In Calcite relational algebra, there are a few main node types, corresponding to the theoretical extended relational algebra model: Scan, Filter, Project, Aggregate and Join. Each type of node, except Scan, has one or more (in the case of Join) inputs and its output can become the input of another node. The graph of nodes connected by data flow relationships is a
directed acyclic graph (abbreviated as “DAG”). For our query, Calcite outputs the following DAG:


The Scan nodes have no inputs and output all the rows and the columns in tables A and B, respectively. The Join node specifies the join condition (in our case A.x = B.x) and its output contains the columns in A and B concatenated. The Filter node only allows the rows which pass the specified condition and its output preserves all columns of input. The Project node only preserves the specified expressions as columns in the output. Finally, the Aggregate specifies the group by expressions and aggregates.

The physical implementation of the nodes is up to the system using Calcite as a frontend. Nothing in the Join node mandates a certain implementation of the join operation (equijoin in our case). Indeed, using a condition which can’t be implemented as a hash join, like A.x < B.x, would only be reflected by the condition in the Filter node.

You’re not MapD today but that’s no excuse for poor query performance.

Besides, learning Apache Calcite will increase your attractiveness as data and queries on it become more complex.

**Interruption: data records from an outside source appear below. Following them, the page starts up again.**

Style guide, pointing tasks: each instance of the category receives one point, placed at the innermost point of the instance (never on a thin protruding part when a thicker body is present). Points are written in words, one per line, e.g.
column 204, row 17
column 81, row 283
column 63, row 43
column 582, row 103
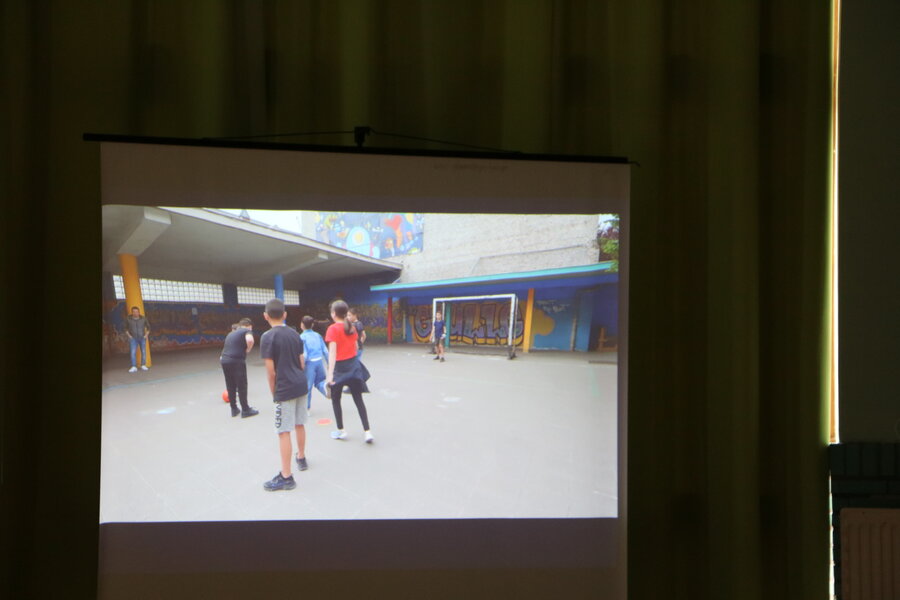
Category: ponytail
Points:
column 339, row 309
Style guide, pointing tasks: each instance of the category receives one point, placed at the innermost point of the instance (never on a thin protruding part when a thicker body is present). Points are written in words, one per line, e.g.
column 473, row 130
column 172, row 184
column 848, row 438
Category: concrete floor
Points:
column 478, row 436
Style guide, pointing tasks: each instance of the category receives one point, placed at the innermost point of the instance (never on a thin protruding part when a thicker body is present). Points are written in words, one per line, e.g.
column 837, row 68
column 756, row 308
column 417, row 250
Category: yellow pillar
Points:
column 529, row 313
column 131, row 280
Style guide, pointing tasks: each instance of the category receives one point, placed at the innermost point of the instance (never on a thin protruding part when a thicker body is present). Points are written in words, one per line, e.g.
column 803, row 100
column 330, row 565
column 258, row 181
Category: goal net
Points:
column 487, row 328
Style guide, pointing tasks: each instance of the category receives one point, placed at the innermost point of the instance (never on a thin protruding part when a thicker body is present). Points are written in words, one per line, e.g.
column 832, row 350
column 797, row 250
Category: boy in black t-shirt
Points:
column 282, row 350
column 238, row 344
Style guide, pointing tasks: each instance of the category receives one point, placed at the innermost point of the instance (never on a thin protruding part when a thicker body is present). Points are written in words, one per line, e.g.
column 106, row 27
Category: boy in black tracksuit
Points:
column 238, row 344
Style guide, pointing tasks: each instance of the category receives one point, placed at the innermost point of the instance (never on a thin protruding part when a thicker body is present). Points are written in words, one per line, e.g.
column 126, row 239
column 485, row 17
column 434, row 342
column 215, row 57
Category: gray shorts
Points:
column 289, row 414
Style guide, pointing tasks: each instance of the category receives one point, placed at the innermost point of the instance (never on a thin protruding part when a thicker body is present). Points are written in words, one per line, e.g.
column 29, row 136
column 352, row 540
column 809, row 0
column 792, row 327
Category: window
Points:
column 247, row 295
column 162, row 290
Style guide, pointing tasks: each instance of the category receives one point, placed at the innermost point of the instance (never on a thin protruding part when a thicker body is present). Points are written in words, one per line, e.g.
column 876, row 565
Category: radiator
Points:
column 870, row 554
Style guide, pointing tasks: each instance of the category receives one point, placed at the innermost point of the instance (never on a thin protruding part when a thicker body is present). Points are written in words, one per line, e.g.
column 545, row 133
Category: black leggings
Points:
column 355, row 391
column 236, row 384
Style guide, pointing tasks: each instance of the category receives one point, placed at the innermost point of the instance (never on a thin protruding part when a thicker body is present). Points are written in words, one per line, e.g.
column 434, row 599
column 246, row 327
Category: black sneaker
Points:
column 279, row 482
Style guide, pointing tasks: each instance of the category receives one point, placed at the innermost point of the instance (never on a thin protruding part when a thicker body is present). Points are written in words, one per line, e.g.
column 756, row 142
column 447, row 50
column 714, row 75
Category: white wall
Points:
column 466, row 245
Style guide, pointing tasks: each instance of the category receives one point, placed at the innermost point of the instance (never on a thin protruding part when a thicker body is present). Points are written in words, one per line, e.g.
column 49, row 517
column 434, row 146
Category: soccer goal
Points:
column 513, row 306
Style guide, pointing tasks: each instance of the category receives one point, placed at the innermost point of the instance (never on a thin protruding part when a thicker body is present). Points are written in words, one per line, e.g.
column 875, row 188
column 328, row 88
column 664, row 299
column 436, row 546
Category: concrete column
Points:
column 390, row 320
column 529, row 314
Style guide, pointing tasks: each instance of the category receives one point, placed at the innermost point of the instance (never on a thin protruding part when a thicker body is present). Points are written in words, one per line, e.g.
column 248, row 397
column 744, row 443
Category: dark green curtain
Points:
column 725, row 105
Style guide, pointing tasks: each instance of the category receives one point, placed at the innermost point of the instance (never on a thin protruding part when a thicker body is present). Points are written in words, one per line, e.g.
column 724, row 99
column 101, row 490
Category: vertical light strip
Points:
column 834, row 346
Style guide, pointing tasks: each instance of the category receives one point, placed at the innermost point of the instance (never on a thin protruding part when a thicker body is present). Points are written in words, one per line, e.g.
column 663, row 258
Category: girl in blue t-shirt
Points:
column 437, row 335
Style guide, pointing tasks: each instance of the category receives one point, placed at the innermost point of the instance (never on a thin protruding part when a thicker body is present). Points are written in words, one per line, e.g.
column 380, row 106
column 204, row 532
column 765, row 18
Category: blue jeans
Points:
column 315, row 378
column 134, row 346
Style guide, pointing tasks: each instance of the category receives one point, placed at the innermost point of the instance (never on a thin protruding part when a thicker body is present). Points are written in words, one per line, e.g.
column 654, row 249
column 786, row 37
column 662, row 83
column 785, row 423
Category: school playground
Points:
column 478, row 436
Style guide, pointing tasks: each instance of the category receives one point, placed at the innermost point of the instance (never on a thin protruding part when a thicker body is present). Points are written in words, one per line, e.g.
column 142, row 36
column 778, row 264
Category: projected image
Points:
column 291, row 365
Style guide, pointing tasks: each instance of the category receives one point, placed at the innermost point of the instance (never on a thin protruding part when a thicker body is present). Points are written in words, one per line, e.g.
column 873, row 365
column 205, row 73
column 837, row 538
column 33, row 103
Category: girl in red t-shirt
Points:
column 345, row 369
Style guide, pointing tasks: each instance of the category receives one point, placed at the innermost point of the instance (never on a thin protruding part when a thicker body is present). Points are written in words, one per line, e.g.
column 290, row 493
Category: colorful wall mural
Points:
column 477, row 323
column 175, row 325
column 379, row 235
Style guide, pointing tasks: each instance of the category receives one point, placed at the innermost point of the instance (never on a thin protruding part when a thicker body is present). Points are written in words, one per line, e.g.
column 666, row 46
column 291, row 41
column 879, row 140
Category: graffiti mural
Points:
column 174, row 325
column 474, row 323
column 379, row 235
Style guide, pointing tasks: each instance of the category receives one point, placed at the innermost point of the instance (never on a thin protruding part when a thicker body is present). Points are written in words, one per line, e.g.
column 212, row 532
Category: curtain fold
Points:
column 724, row 104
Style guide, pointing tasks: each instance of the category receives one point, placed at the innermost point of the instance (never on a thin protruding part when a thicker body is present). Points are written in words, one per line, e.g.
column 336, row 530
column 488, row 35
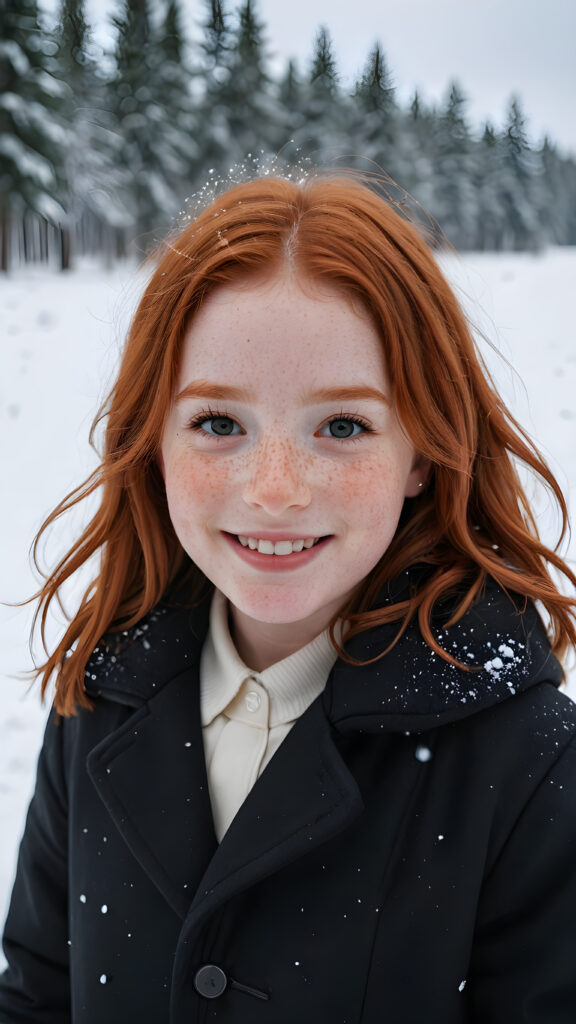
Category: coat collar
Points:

I haven’t read all the documentation but the “metadata” in Apache Calcite is as flat as any you will find.

Which means integration of different data sources is either luck of the draw or you asked someone the “meaning” of the metadata.

The tutorial has this example:


The column header “GENDER” for example appears to presume the common male/female distinction. But without further exploration of the data set, there could be other genders encoded in that field as well.

If “GENDER” seems too easy, what would you say about “NAME,” bearing in mind that Japanese family names are written first and given names written second. How would those appear under “NAME?”

Apologies! My screen shot missed field “S.”

I have utterly no idea what “S” may or may not represent as a field header. Do you?

If the obviousness of field headers fails with “GENDER” and “NAME,” what do you suspect will happen with less “obvious” field headers?

How successful will merging of data be?

Where would you add subject identity information and how would you associate it with data processed by Apache Calcite?